Intervista a Samuele Telari

Qual è il primo ricordo della tua vita legato alla musica che ti viene in mente?

I pianti isterici nascosto dietro la gonna di mia madre perché non mi sentivo bravo. E subito dopo la felicità nel ricevere il primo applauso.

Come mai hai iniziato a suonare uno strumento musicale?

Puro caso. I miei genitori mi hanno iscritto a una scuola di musica per caso, e lì ho iniziato con la fisarmonica. Non l’avevo mai vista prima!

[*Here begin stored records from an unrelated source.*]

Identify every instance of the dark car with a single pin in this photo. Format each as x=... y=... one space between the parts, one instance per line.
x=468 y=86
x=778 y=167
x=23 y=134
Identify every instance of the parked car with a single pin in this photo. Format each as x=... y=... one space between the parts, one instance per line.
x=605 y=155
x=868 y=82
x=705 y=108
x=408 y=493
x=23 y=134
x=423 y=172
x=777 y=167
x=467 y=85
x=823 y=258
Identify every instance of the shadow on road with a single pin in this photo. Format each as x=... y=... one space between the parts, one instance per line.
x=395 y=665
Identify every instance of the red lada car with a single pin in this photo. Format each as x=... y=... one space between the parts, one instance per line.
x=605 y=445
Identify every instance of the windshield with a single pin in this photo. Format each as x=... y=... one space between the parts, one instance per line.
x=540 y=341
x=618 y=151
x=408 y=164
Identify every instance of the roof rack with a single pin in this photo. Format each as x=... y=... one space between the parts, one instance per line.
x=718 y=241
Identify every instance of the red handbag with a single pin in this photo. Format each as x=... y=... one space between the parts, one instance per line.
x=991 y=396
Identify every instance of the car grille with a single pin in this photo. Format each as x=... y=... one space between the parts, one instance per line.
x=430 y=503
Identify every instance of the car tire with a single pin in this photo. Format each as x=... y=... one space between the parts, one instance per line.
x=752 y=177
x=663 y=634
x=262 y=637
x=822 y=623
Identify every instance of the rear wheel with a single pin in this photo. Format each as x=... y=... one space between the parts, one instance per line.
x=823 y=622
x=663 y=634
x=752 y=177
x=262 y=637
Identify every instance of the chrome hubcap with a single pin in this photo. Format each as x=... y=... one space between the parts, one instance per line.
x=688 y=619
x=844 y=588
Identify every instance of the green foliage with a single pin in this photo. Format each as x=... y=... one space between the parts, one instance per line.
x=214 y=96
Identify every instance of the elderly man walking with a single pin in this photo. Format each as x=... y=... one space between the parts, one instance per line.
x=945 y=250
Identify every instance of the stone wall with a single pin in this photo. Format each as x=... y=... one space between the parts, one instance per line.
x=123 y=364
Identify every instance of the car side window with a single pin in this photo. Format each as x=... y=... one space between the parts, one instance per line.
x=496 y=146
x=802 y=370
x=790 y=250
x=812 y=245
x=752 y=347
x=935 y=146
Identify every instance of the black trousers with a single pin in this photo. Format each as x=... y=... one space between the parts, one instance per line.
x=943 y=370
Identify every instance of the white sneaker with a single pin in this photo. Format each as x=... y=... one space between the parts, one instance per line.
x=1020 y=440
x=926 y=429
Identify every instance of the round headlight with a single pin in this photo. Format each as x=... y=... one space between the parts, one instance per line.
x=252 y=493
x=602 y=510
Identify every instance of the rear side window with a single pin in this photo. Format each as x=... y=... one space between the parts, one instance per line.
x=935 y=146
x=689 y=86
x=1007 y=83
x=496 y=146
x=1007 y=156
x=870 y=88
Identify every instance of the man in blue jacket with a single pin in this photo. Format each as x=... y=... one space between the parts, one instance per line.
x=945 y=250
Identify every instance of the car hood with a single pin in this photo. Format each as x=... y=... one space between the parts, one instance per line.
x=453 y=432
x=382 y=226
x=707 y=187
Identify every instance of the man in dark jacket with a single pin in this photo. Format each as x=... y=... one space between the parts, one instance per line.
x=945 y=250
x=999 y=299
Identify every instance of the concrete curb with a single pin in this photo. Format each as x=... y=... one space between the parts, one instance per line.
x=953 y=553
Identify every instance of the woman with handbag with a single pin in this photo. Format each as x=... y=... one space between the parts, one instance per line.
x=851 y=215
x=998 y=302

Quando hai capito che eri bravo in quello che stavi facendo e che questa attività avrebbe occupato una parte importante della tua vita?

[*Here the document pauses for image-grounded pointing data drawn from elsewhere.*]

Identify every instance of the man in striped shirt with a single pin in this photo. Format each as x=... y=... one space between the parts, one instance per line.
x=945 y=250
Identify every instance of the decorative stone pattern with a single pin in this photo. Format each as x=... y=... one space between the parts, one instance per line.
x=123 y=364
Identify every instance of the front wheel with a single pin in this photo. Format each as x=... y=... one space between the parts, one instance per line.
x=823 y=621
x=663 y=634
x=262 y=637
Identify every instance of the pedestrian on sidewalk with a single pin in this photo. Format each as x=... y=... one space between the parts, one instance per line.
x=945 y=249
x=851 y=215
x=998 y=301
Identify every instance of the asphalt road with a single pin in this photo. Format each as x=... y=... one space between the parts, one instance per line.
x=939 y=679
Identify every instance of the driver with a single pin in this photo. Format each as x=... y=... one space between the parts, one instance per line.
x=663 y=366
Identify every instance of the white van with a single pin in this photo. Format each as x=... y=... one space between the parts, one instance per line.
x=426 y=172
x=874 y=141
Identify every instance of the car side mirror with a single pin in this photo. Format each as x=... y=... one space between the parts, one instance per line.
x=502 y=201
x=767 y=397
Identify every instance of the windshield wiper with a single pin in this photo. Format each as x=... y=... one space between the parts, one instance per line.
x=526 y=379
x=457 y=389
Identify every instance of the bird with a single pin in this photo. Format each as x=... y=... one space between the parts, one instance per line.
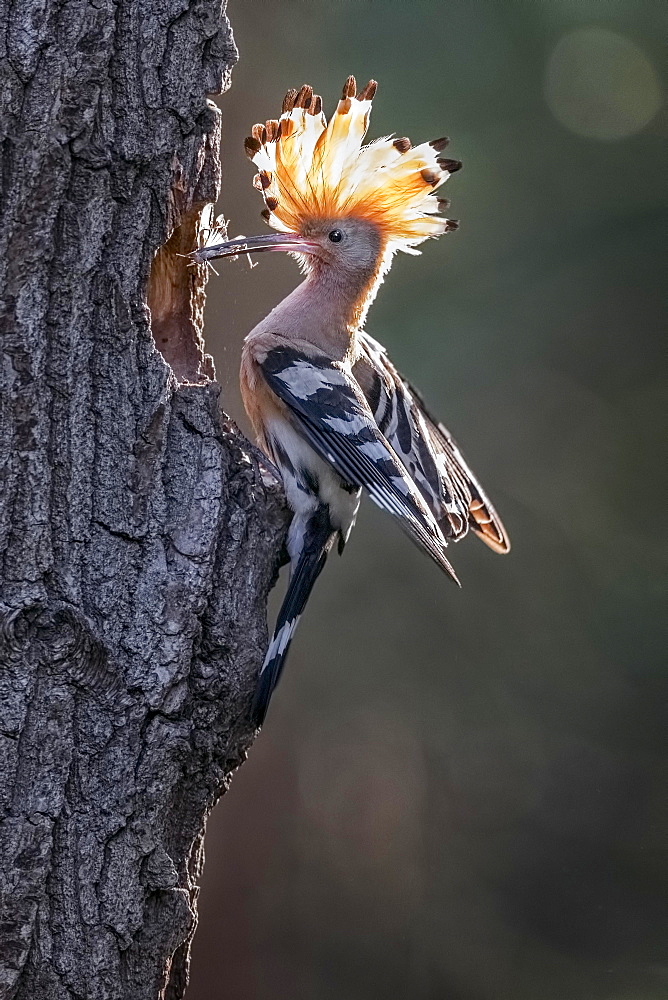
x=329 y=408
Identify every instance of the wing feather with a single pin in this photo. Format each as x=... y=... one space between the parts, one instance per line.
x=330 y=410
x=428 y=450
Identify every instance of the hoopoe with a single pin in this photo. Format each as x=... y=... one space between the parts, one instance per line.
x=329 y=408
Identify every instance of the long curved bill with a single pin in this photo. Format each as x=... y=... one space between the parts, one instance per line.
x=288 y=242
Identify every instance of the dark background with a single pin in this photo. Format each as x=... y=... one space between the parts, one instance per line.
x=458 y=795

Intorno ai 14 anni, quando ho iniziato a studiare musica classica in modo più approfondito. Per gli studenti di fisarmonica tendenzialmente questo è il passaggio fondamentale. Cambiare strumento significa, oltre che una spesa, studiare di più e un repertorio più complesso. Pochi anni più tardi, una volta finito il Liceo, ho realizzato che era la mia strada.

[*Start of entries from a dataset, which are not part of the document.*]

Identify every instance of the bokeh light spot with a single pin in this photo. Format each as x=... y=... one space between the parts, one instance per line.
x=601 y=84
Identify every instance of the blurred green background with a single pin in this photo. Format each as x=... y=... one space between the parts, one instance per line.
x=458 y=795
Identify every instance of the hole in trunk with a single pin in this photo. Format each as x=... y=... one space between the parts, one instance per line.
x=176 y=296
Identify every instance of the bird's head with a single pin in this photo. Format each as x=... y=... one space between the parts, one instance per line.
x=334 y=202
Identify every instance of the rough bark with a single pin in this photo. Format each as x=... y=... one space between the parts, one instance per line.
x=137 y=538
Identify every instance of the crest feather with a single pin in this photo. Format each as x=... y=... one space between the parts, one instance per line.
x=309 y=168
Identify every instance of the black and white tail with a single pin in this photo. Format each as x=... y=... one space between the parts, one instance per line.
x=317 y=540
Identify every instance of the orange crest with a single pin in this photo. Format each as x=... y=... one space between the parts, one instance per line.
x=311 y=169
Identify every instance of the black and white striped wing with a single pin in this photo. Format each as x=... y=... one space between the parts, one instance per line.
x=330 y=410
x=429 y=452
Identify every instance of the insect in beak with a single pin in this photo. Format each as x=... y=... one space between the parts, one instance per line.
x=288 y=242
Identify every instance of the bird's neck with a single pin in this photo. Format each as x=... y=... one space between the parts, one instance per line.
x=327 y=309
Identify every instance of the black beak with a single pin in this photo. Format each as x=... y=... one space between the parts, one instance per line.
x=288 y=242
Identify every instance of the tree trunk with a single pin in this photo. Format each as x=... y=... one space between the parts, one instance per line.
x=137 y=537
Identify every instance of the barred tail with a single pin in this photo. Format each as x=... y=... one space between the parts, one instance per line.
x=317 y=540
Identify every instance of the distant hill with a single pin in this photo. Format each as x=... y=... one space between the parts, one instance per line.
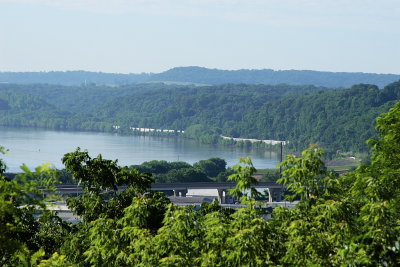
x=199 y=75
x=337 y=119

Ci sono stati dei momenti in cui avresti voluto mollare tutto e cambiare direzione?

Tanti, e ci continuano a essere! Credo siano l’altra faccia di una medaglia tanto bella quanto tormentata. Dei musicisti spesso si invidia il fatto che si viaggia di continuo, che si fa quello che si ama, e che quindi viviamo una condizione felice. Lo è sicuramente in parte, ma lo studio che ti accompagna una vita, le incertezze sul futuro, l’insicurezza personale e i ritmi forsennati a cui spesso siamo sottoposti sono difficoltà con cui combattere ogni giorno, e a volte può capitare di sentirsi giù.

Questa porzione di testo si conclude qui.